Senza le opere di salvaguardia della costa, costruite sin dal 1997, la cittadina del Capo sarebbe stata semidistrutta dalla mareggiata innescata dal ciclone Harry. Fortunatamente, invece, i danni sono stati limitati, con il crollo degli ultimi 140 metri di marciapiede all’estremità nord in seguito alla rottura della barriera radente e all’effetto sifonamento provocato dai marosi. Le conseguenze del maltempo a Sant’Alessio siculo sono state discusse domenica 1 febbraio in Consiglio comunale. «La zona nord del lungomare è crollata come conseguenza del cedimento strutturale della barriera soffolta - ha spiegato il sindaco Domenico Aliberti - siamo in contatto con il Commissario di governo per il contrasto del dissesto idrogeologico e abbiamo chiesto una verifica strutturale di tutta l’opera e il monitoraggio costante della barriera soffolta». Sulla scogliera sommersa, però, la minoranza ha rilevato anomalie: «Ha ceduto a nord in zona Sena perché c’erano massi più piccoli della pezzatura prevista in progetto, pari a nemmeno un terzo di quelli stabiliti - ha detto il consigliere Giuseppe Riggio - il caso è stato denunciato in passato ma nessuno ha preso provvedimenti». Sulla questione è intervenuto il vicesindaco con delega a Lavori pubblici e Salvaguardia della costa, Giovanni Foti: «Quel tratto di barriera è stata realizzata con il primo stralcio del terzo lotto (lavori tra 2014 e 2018 finanziati con 3,5 milioni di euro, ndc) e la direzione lavori è stata curata dal prof. ing. Giuseppe Mallandrino, incaricato dalla Struttura commissariale che non ha consentito di dare il mandato all’ing. Francesco Giordano. I lavori sono stati eseguiti durante l’Amministrazione comunale guidata dalla sindaca Rosanna Fichera e prevedevano anche un ulteriore prolungamento della barriera soffolta lato nord - ha proseguito Foti - e oggi la rottura è avvenuta in mezzo a quel tratto, realizzato durante la direzione lavori del prof. Mallandrino, che si vede a occhio come sia costituito da pietre più piccole, tant’è che i marosi in quei 70 metri sono riusciti a spostare la barriera verso terra e addirittura e sovrapporla. Perciò c’è un difetto di costruzione».
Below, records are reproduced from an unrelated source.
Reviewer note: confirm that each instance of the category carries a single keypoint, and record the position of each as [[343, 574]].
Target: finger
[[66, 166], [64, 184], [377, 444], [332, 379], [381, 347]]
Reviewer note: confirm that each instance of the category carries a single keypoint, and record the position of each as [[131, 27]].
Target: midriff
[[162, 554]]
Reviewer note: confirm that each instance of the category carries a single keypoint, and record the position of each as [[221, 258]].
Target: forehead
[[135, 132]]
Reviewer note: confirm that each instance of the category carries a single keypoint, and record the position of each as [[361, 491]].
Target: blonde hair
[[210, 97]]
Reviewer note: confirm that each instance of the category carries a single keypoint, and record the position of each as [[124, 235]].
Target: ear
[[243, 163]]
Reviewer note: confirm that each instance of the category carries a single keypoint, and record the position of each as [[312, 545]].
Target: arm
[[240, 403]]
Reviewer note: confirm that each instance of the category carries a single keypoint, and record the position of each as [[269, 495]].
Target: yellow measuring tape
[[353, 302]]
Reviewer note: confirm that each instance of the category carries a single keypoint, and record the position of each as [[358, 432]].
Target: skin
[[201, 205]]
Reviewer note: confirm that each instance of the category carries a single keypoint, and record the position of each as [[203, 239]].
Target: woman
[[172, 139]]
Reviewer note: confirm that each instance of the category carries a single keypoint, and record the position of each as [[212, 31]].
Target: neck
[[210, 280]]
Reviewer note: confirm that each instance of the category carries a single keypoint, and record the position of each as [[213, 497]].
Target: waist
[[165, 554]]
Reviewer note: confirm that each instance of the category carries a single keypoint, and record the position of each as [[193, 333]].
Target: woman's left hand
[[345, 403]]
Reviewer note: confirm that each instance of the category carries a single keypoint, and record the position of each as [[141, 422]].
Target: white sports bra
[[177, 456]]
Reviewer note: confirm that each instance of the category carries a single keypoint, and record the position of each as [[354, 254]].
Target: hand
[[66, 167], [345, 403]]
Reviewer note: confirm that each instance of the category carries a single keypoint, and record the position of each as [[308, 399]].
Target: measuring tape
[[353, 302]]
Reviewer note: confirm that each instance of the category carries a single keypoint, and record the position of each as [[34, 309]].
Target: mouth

«Io intervenni in Consiglio comunale dal pubblico (era il 2015, ndc) - ha ricordato l’ex sindaco - chiedendo al prof. Mallandrino come fosse possibile che un camion trasportasse cinque massi quando al massimo ne portava due, massi che erano palesemente più piccoli, e come mai non venissero pesati visto che erano sempre stati pesati singolarmente - ha ricordato il vicesindaco - e mi rispose che i massi venivano pesati con il dinamometro tramite il ragno che li caricava dalla spiaggia al motopontone. Ma chi vedeva se venivano prelevati uno o più massi per la pesatura?». Il vicesindaco ha ricordato di aver denunciato la circostanza alla Struttura commissariale, alla quale sono state mandate anche delle fotografie scattate dai subacquei che hanno misurato i massi: «La Struttura commissariale poteva intervenire, così come l’Amministrazione comunale e il direttore dei lavori, ma e nessuno si è mosso - ha concluso Giovanni Foti - adesso con il monitoraggio della barriera, che ha chiesto la Comunità Europea per capire se i soldi sono stati spesi bene o male, si vedrà specificatamente come e perchè si è spostata. Negli anni, sulla costruzione di queste opere, c’è stata gente più attenta e gente meno attenta».